If we’re only ever looking back / We will drive ourselves insane / As the friendship goes resentment grows / We will walk our different ways’ (listen here: http://bit.ly/1piwsfT )

Jesus’ command to forgive and not let resentment grow may be hard – but living with broken relationships is harder.

Is it time to let the warmth in on a cold relationship?

Read 1 Corinthians 13v4-7 here: http://bit.ly/1aOyzRs

#YourSoundTrack
#realrighteousness
#andrewv

# 4
Kodaline have a great song called ‘All I Want’.

Their lyrics (and their music video – http://bit.ly/1thkZ0i ) speak of a deep longing to connect with someone special – and how hard that can be when physical appearance or the stupid things we can say or do get in the way and mess up relationships.

‘All I want is / And all I need is / To find somebody / I’ll find somebody like you’

God desires our relationships to be made right – so that our deep longings can be met. All those laws in the Old Testament were part of that relationship rescue plan.

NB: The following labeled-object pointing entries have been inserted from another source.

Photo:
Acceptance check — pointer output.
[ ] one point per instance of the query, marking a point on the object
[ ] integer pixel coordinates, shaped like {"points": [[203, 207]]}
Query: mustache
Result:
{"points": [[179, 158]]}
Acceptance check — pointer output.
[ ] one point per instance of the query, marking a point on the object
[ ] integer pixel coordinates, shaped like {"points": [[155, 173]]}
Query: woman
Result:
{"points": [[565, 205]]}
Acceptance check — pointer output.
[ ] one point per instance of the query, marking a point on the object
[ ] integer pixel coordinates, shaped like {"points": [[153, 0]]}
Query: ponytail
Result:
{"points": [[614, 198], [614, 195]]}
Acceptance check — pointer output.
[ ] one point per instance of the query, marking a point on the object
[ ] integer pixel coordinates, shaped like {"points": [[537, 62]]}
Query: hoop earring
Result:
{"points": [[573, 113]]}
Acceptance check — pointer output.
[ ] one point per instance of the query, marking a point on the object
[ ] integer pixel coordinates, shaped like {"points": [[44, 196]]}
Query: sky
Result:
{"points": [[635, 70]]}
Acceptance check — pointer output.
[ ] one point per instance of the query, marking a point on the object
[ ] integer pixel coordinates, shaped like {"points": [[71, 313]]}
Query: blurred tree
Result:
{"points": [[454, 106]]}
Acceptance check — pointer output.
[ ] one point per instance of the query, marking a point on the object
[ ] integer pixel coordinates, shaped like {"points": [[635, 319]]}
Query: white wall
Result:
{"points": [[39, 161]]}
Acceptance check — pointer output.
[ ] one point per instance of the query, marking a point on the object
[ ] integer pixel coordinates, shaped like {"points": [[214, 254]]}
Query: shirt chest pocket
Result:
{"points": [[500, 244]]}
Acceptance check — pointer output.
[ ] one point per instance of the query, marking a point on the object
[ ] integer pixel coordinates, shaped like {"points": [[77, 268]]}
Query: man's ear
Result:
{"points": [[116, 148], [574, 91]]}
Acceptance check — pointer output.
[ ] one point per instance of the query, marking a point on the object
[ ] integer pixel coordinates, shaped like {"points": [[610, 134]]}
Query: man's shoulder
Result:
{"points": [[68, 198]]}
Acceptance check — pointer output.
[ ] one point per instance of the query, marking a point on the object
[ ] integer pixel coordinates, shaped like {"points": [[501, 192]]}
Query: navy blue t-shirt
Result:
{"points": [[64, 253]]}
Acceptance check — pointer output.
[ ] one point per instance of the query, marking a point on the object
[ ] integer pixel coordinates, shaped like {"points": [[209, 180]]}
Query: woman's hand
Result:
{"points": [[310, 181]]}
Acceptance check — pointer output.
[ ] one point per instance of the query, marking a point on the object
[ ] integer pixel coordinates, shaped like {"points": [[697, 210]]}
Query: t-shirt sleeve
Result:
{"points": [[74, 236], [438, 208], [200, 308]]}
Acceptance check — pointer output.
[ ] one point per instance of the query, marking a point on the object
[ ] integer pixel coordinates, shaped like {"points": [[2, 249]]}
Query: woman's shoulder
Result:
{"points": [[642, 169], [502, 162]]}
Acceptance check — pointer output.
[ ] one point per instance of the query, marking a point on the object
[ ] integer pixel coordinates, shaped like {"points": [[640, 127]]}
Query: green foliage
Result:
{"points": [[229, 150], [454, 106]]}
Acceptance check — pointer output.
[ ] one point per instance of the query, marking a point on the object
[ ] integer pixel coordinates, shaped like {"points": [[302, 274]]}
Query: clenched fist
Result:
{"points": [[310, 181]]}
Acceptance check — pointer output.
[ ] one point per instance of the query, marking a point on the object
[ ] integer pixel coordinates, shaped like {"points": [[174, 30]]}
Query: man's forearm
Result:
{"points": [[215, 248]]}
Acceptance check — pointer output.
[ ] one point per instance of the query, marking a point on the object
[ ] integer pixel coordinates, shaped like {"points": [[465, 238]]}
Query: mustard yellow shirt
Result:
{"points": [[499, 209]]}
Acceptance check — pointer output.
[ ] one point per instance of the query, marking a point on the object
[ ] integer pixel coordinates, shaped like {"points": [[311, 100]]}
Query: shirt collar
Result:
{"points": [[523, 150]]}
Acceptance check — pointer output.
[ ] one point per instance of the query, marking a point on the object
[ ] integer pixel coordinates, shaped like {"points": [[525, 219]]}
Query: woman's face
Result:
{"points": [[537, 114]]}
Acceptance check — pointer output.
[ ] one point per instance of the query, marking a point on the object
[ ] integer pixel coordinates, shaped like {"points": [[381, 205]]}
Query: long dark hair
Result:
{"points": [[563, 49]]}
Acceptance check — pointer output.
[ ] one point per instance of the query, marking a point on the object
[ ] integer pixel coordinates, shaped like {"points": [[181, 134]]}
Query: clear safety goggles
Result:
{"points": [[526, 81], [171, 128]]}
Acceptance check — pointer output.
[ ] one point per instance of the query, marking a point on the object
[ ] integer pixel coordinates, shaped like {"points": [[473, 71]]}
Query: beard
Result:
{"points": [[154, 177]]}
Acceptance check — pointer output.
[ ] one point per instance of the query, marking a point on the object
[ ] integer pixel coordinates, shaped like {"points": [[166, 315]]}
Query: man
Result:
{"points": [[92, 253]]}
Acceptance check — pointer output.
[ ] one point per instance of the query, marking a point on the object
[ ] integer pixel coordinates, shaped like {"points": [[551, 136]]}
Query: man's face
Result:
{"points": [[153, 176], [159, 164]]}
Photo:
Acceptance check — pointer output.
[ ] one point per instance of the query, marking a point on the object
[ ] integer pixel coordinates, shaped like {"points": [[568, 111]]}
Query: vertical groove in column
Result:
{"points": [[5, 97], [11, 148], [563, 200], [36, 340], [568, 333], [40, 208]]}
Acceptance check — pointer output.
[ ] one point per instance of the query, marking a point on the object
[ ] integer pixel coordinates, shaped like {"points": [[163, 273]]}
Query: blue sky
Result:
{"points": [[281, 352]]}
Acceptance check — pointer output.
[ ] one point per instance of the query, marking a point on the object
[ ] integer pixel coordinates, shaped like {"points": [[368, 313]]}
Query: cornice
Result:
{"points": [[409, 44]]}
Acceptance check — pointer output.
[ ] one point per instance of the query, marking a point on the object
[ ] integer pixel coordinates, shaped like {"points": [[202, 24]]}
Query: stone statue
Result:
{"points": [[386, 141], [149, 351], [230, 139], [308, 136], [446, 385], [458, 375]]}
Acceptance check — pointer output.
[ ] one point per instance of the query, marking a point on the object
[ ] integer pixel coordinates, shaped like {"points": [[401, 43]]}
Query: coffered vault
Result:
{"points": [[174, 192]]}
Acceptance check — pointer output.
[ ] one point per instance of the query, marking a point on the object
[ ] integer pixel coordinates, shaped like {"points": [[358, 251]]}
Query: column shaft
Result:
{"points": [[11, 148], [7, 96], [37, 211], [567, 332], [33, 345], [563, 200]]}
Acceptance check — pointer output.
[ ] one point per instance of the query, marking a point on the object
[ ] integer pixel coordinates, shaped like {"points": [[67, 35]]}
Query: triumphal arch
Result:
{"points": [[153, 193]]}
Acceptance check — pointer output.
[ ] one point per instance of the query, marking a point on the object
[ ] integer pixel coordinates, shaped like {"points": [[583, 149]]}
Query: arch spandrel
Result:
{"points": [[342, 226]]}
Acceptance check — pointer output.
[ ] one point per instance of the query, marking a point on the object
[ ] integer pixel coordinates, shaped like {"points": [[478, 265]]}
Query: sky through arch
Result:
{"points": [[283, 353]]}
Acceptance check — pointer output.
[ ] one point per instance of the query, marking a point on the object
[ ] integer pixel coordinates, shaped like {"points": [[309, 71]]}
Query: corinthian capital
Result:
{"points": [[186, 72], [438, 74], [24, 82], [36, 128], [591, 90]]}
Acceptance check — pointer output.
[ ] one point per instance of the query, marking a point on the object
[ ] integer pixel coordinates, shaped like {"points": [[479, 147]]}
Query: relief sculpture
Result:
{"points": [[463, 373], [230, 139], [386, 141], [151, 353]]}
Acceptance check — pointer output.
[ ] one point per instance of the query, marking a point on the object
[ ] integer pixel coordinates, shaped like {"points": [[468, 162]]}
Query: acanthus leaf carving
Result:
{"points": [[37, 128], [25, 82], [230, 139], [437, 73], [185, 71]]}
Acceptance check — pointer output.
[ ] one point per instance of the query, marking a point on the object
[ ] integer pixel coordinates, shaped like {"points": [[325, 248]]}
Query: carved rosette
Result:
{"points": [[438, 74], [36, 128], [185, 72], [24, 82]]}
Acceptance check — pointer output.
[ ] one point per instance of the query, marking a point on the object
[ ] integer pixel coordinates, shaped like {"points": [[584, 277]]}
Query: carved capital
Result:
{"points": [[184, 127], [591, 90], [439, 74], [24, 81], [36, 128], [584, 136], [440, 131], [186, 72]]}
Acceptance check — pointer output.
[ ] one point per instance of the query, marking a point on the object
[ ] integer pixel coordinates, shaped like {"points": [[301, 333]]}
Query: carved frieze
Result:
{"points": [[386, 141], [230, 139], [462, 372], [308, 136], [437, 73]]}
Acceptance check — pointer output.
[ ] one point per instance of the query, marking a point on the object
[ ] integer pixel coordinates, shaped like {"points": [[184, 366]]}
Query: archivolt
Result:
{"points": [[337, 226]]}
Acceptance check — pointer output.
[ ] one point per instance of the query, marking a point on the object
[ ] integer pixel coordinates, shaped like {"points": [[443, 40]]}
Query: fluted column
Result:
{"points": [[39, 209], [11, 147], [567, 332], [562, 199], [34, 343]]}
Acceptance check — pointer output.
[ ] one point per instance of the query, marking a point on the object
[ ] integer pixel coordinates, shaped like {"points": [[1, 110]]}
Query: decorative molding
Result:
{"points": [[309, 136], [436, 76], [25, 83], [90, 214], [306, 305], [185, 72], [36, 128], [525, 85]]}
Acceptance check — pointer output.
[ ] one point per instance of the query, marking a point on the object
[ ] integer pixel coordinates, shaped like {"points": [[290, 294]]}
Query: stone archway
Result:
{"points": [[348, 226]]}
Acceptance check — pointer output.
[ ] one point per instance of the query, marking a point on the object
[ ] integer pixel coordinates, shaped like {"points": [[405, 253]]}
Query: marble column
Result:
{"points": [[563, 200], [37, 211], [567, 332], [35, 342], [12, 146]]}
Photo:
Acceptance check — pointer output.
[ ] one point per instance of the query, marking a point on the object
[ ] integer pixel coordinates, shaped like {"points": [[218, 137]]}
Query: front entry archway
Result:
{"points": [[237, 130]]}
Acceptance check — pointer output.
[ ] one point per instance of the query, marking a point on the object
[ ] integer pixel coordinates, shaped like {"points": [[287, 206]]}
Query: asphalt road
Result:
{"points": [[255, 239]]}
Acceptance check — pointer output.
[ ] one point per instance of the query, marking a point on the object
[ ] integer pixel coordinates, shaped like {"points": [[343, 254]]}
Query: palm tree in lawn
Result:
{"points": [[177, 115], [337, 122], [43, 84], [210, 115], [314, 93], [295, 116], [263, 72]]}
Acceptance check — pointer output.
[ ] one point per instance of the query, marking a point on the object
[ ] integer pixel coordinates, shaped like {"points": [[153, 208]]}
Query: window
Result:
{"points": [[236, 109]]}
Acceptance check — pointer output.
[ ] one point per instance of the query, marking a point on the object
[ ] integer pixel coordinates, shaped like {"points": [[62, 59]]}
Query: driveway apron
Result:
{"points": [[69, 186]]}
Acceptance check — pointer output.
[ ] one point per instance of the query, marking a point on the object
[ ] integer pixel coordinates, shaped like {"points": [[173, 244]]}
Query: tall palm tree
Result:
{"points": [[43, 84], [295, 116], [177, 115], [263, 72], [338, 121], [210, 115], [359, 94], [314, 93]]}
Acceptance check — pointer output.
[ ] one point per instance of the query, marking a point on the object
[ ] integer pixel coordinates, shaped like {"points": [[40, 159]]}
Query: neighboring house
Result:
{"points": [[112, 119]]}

Will you allow the Spirit to get you in shape for better relationships?

Read Jeremiah 31v31-34 here: http://bit.ly/1bBIwjq

#realrighteousness
#YourSoundTrack
#andrewv

# 5

I’m not sure God has a big Kingdom plan in place aimed at securing you a girl/boy-friend. The plan God told us about is this: ‘Seek first His Kingdom and His righteousness, and all these things will be given to you as well.’ (Matthew 6v33) My take on it is that God is more interested in you being the right person.

So don’t wait until you are in a relationship to start learning how to be in relationship. Grow strong friendships and trust that as you become ‘the one’ someone at the right time might take notice. And if not, then still you would have taken hold of the most important thing.